6

Consider the following Elasticsearch (v5.4) object (an "award" doc type):

{
  "name": "Gold 1000",
  "date": "2017-06-01T16:43:00.000+00:00",
  "recipient": {
    "name": "James Conroy",
    "date_of_birth": "1991-05-30"
  }
}

The mapping type for both award.date and award.recipient.date_of_birth is "date".

I want to perform a range aggregation to get a list of the age ranges of the recipients of this award ("Under 18", "18-24", "24-30", "30+"), at the time of their award. I tried the following aggregation query:

{
  "size": 0,
  "query": {"match_all": {}},
  "aggs": {
    "recipients": {
      "nested": {
        "path": "recipient"
      },
      "aggs": {
        "age_ranges": {
          "range": {
            "script": {
              "inline": "doc['date'].date - doc['recipient.date_of_birth'].date"
            },
            "keyed": true,
            "ranges": [{
              "key": "Under 18",
              "from": 0,
              "to": 18
            }, {
              "key": "18-24",
              "from": 18,
              "to": 24
            }, {
              "key": "24-30",
              "from": 24,
              "to": 30
            }, {
              "key": "30+",
              "from": 30,
              "to": 100
            }]
          }
        }
      }
    }
  }
}

Problem 1

But I get the following error due to the comparison of dates in the script portion:

Cannot apply [-] operation to types [org.joda.time.DateTime] and [org.joda.time.MutableDateTime].

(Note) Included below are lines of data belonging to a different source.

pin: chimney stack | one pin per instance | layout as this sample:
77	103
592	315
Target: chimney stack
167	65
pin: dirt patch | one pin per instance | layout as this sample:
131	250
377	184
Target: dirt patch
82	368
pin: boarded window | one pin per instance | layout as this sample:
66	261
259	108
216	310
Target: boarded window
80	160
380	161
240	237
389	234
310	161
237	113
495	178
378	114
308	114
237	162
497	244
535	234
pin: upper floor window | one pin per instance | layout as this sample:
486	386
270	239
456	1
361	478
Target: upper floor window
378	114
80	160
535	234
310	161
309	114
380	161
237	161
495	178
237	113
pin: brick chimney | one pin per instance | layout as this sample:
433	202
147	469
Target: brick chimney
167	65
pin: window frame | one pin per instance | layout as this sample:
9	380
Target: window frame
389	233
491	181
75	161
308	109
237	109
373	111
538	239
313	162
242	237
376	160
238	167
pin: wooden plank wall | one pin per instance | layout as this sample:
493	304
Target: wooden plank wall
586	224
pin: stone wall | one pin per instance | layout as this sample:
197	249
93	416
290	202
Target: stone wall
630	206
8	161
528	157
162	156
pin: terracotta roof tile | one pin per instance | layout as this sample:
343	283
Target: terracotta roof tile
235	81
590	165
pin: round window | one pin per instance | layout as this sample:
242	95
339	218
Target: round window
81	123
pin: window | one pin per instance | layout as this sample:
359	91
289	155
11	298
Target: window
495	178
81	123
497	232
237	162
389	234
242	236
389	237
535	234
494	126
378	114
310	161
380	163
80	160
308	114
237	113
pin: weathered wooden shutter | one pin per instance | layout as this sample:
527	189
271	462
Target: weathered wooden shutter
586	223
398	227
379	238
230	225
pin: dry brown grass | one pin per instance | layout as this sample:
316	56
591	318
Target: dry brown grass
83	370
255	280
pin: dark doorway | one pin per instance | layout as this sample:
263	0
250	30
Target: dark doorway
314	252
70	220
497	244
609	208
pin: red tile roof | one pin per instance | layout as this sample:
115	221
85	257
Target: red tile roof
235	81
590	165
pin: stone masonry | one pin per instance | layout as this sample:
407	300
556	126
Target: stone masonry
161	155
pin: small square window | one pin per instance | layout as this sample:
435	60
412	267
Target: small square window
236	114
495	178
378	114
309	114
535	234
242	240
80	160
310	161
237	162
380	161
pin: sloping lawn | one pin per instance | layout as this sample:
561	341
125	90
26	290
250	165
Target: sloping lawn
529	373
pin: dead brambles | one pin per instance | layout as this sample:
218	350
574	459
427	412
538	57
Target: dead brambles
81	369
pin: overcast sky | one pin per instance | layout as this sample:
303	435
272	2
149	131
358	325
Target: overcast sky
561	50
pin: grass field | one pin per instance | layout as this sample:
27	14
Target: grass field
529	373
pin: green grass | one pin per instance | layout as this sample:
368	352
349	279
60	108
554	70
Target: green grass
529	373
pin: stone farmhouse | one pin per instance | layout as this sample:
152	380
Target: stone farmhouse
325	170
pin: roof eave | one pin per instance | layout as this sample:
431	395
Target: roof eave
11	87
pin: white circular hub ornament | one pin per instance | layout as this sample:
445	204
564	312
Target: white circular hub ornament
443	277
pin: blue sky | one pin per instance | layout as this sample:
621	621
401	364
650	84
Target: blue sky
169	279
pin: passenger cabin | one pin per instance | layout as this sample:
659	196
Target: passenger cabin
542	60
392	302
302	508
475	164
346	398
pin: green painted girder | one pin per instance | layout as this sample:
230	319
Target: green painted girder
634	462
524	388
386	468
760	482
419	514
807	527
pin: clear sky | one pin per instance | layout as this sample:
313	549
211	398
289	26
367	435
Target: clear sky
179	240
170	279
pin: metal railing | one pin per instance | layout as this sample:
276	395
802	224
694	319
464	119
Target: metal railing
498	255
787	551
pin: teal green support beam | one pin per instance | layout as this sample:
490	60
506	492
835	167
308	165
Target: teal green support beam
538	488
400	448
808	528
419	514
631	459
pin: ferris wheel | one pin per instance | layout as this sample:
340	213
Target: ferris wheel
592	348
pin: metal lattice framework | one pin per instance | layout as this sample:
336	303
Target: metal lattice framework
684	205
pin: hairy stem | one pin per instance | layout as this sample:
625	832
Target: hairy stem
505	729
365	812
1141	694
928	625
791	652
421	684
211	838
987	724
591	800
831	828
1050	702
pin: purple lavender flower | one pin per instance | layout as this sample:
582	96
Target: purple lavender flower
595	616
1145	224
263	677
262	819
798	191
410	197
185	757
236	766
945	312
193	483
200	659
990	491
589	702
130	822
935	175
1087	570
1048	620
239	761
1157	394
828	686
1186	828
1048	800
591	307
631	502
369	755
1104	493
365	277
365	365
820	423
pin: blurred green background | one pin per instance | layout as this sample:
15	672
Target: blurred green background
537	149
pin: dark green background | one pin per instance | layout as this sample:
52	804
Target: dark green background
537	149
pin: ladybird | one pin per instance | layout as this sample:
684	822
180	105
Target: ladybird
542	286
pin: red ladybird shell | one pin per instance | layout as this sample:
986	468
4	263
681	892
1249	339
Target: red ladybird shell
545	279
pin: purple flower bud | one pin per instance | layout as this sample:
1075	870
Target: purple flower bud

The DateTime object is the award.date field, and the MutableDateTime object is the award.recipient.date_of_birth field. I've tried doing something like doc['recipient.date_of_birth'].date.toDateTime() (which doesn't work despite the Joda docs claiming that MutableDateTime has this method inherited from a parent class). I've also tried doing something further like this:

"script": "ChronoUnit.YEARS.between(doc['date'].date, doc['recipient.date_of_birth'].date)"

Which sadly also doesn't work :(

Problem 2

I notice if I do this:

"aggs": {
  "recipients": {
    "nested": {
      "path": "recipient"
    },
    "aggs": {
      "award_years": {
        "terms": {
          "script": {
            "inline": "doc['date'].date.year"
          }
        }
      }
    }
  }
}

I get 1970 with a doc_count that happens to equal the total number of docs in ES. This leads me to believe that accessing a property outside of the nested object simply does not work and gives me back some default like the epoch datetime. And if I do the opposite (aggregating dates of birth without nesting), I get the exact same thing for all the dates of birth instead (1970, epoch datetime). So how can I compare those two dates?

I am racking my brain here, and I feel like there's some clever solution that is just beyond my current expertise with Elasticsearch. Help!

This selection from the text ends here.